Cette portion-là de notre modèle d’affaires grandit. On savait qu’à un certain moment, qu'on avait à faire des choix.

Élevage de porc à la ferme Meloporc, à Saint-Thomas de Joliette, au Québec.

Viandes duBreton a entrepris le virage bio dans les années 2000. (Archives)

Photo : Getty Images / SEBASTIEN ST-JEAN

Des éleveurs inquiets

Cette annonce suscite des inquiétudes auprès des éleveurs de porcs qui n’ont pas entrepris le virage biologique.

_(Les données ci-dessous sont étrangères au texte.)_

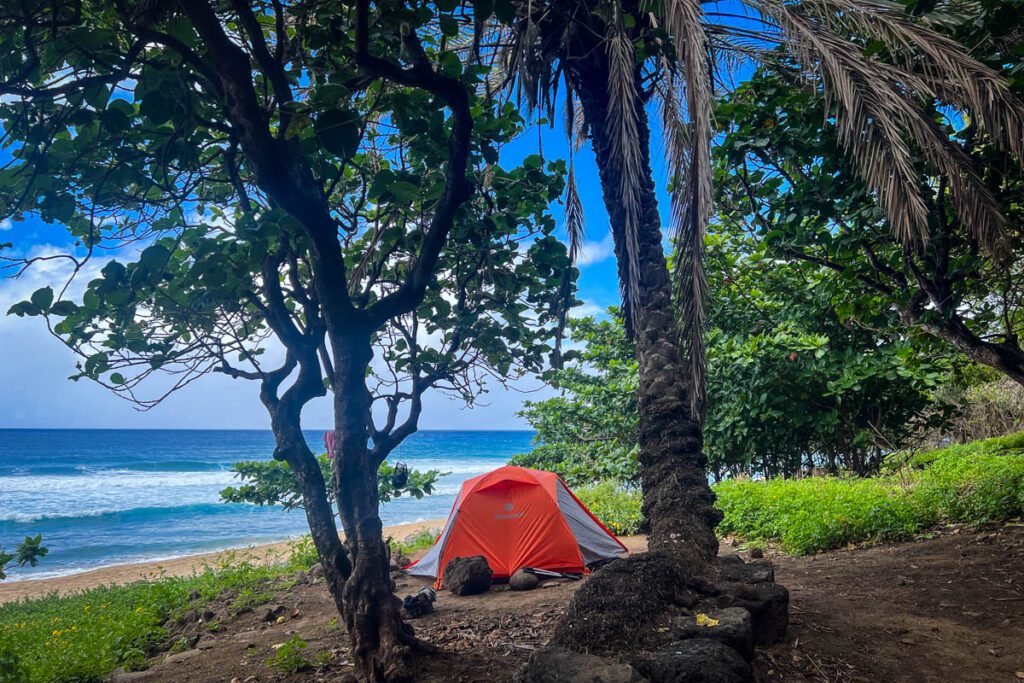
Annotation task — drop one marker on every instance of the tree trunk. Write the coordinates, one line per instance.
(678, 503)
(380, 640)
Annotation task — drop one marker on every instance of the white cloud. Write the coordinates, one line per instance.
(595, 252)
(589, 308)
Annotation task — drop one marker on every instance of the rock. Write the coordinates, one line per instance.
(733, 628)
(695, 660)
(523, 581)
(768, 604)
(121, 676)
(272, 613)
(750, 572)
(612, 608)
(468, 575)
(556, 665)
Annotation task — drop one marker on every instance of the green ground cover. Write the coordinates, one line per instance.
(973, 483)
(83, 637)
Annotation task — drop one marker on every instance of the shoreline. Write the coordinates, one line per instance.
(178, 566)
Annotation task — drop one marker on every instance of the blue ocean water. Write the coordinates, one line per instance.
(110, 497)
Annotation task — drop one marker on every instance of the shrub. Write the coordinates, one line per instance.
(289, 656)
(83, 637)
(973, 483)
(617, 507)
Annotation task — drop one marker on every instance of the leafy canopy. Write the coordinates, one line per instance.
(788, 381)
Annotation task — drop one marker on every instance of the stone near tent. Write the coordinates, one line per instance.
(523, 581)
(557, 665)
(768, 604)
(749, 572)
(731, 626)
(468, 575)
(695, 660)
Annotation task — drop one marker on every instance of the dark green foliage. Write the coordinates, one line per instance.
(782, 177)
(974, 483)
(28, 552)
(790, 383)
(617, 507)
(82, 637)
(273, 482)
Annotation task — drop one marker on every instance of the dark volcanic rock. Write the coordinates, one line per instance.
(556, 665)
(523, 581)
(612, 610)
(768, 604)
(751, 572)
(695, 660)
(468, 575)
(734, 629)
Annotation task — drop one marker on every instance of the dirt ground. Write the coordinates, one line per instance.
(177, 566)
(947, 608)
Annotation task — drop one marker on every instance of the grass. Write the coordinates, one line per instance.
(972, 483)
(615, 506)
(418, 541)
(83, 637)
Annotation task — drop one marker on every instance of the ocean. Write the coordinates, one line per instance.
(110, 497)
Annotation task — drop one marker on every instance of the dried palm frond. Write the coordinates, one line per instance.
(622, 123)
(884, 107)
(689, 161)
(573, 214)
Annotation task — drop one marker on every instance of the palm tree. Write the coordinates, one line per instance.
(883, 74)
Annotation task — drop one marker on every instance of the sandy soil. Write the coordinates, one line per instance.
(180, 566)
(947, 608)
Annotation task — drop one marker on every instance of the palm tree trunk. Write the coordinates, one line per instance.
(678, 503)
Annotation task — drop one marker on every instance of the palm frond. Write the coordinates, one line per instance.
(573, 214)
(689, 160)
(883, 107)
(622, 123)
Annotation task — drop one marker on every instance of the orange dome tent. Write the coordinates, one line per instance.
(518, 517)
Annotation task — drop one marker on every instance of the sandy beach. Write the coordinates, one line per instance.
(179, 566)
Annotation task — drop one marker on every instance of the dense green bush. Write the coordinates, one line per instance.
(972, 483)
(81, 638)
(617, 507)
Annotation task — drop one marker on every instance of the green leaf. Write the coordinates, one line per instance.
(338, 131)
(43, 298)
(403, 191)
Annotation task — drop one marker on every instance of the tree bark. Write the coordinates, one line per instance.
(678, 503)
(380, 640)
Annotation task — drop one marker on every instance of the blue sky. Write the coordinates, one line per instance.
(35, 391)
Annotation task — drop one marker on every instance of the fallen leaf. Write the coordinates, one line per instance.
(705, 621)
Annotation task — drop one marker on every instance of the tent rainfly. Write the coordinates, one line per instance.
(517, 517)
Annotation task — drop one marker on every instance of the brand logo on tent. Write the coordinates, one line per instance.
(509, 507)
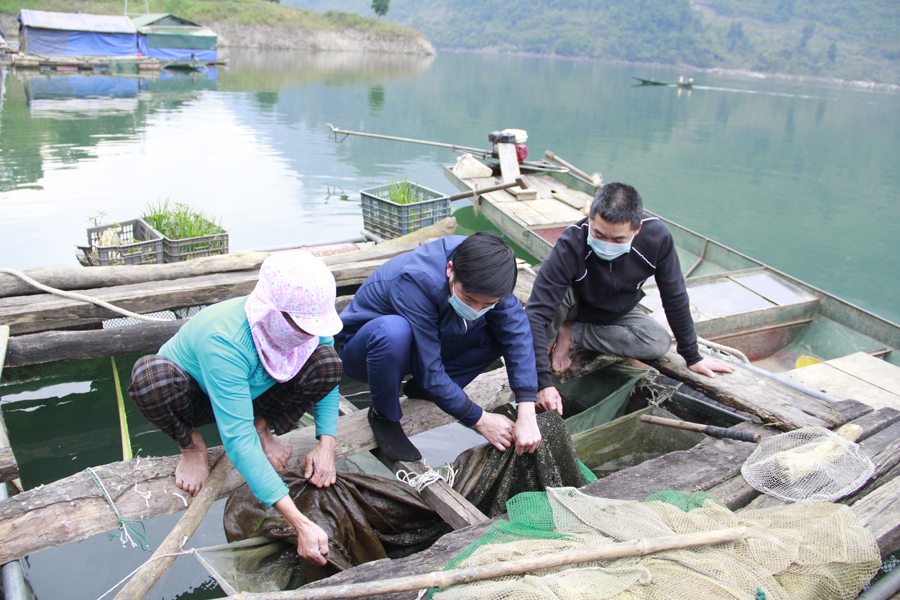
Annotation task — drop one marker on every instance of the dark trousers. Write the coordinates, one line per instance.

Le président des Éleveurs de porcs du Québec, David Duval, croit que Viandes duBreton a pris une « bonne décision d’affaires » tout en spécifiant qu’il reçoit des appels de producteurs inquiets.

Je reçois des appels de producteurs qui disent : "Où je vais les envoyer, mes porcs, qui va les prendre?" raconte-t-il.

M. Duval pense que les producteurs concernés seront en mesure de surmonter cette difficulté.

Viandes duBreton emploie 450 personnes à son abattoir de Rivière-du-Loup.

L’entreprise fait affaire avec 400 à 425 sites de production de porcs. Cette décision diminuera le nombre de sites d’approvisionnement de 50 à 75 sites. Un éleveur de porcs peut être propriétaire de plusieurs sites.